Bug #33232 Documentation/changelog note of RAND() interaction with DISTINCT changing
Submitted: 14 Dec 2007 0:55 Modified: 8 Jan 2008 16:48
Reporter: Trent Lloyd Email Updates:
Status: Won't fix Impact on me:
None 
Category:MySQL Server: Documentation Severity:S3 (Non-critical)
Version:5.0.6 OS:Any
Assigned to: Konstantin Osipov CPU Architecture:Any

[14 Dec 2007 0:55] Trent Lloyd
Description:
The release of 5.0.6 changed the behavior of RAND()'s interation with DISTINCT.  This happened between 5.0.4 and 5.0.6

In old case (<5.0.6) it would calculate RAND() after the DISTINCT was applied and return 1 row, now it can return multiple rows.  This behavior exists in 4.0.

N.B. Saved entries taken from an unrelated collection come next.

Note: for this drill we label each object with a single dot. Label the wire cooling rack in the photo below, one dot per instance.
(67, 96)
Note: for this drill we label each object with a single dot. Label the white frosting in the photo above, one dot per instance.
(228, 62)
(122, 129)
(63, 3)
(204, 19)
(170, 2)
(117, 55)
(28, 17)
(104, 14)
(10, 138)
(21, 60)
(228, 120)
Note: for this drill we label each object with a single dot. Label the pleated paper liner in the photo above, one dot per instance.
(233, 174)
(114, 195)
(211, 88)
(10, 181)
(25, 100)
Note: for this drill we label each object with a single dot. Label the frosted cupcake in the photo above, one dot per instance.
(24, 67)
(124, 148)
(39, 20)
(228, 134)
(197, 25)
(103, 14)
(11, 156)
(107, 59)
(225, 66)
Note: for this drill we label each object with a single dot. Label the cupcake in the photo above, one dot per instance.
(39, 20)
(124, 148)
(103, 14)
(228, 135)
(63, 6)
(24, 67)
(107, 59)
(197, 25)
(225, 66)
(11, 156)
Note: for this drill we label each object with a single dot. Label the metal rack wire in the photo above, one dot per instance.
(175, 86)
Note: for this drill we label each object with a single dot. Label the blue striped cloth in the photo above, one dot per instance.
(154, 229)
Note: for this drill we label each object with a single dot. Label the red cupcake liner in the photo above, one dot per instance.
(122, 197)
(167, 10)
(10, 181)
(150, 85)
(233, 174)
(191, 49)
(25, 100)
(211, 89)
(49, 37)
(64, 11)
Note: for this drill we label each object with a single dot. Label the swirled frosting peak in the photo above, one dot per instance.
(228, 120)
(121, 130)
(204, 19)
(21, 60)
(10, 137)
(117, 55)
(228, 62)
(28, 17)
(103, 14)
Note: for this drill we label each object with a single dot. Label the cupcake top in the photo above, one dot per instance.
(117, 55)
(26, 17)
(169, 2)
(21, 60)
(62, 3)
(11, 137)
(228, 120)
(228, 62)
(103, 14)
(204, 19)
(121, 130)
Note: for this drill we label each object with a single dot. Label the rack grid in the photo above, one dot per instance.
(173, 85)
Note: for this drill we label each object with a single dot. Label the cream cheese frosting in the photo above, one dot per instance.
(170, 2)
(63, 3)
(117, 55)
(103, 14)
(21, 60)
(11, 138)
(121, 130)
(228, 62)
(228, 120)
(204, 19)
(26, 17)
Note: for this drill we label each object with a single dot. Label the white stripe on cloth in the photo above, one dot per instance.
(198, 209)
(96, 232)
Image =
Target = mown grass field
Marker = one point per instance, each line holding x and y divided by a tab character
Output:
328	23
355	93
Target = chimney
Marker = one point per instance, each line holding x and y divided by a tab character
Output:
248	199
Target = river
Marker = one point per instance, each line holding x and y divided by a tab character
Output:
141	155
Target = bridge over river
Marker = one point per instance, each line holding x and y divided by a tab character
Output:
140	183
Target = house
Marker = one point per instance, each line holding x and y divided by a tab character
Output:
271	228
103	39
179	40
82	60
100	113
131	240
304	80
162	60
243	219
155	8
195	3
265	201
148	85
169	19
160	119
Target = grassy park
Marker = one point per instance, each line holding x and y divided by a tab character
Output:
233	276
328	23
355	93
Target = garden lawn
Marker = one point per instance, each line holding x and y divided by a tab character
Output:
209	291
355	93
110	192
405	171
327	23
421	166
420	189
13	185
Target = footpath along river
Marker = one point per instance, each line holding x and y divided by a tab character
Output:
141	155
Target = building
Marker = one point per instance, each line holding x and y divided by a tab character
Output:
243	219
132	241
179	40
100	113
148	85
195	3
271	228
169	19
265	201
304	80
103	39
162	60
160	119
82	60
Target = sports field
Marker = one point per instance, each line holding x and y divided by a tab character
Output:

It is interesting to note that if you drop the primary key on test_b, then 
the 4.0.26 output matches the 5.0.44 output (in terms of row count, I 
mean, obviously the random numbers are different). Dropping the primary 
key on test_a has no effect.

This I suspect this was a bug fix, but it would be nice if there was some kind of mention of the bug or issue in the docs.  I have attempted to track down exactly what bug/fix from 5.0.4 to 5.0.6 caused this but was not successful.

How to repeat:
Simple Test Case:
CREATE TABLE test_a (
id int(10) unsigned NOT NULL default '0',
PRIMARY KEY (id)
) TYPE=MyISAM;

INSERT INTO test_a VALUES (1);
INSERT INTO test_a VALUES (2);
INSERT INTO test_a VALUES (3);

CREATE TABLE test_b (
id int(10) unsigned NOT NULL default '0',
secondary_id int(10) unsigned NOT NULL default '0',
PRIMARY KEY (id,secondary_id)
) TYPE=MyISAM;

INSERT INTO test_b VALUES (1,1);
INSERT INTO test_b VALUES (2,2);
INSERT INTO test_b VALUES (2,200);
INSERT INTO test_b VALUES (2,205);
INSERT INTO test_b VALUES (3,3);

SELECT DISTINCT test_a.id
FROM test_a, test_b WHERE test_a.id = test_b.id;

SELECT DISTINCT test_a.id, RAND()
FROM test_a, test_b WHERE test_a.id = test_b.id;

Expected Results:
MySQL version '4.0.26-max-log' produces the following output:

+----+
| id |
+----+
| 1 |
| 2 |
| 3 |
+----+
3 rows in set (0.00 sec)

+----+-------------------+
| id | RAND() |
+----+-------------------+
| 1 | 0.331300282228086 |
| 2 | 0.632497280493842 |
| 3 | 0.168585586518595 |
+----+-------------------+
3 rows in set (0.00 sec)

MySQL version '5.0.44sp1-enterprise-gpl' produces this output:

+----+
| id |
+----+
| 1 |
| 2 |
| 3 |
+----+
3 rows in set (0.00 sec)

+----+-------------------+
| id | RAND() |
+----+-------------------+
| 1 | 0.611777865897657 |
| 2 | 0.605727062193423 |
| 2 | 0.193301744007786 |
| 2 | 0.14932756419231 |
| 3 | 0.166732619671833 |
+----+-------------------+
5 rows in set (0.00 sec)

Suggested fix:
Document this change/bug more clearly.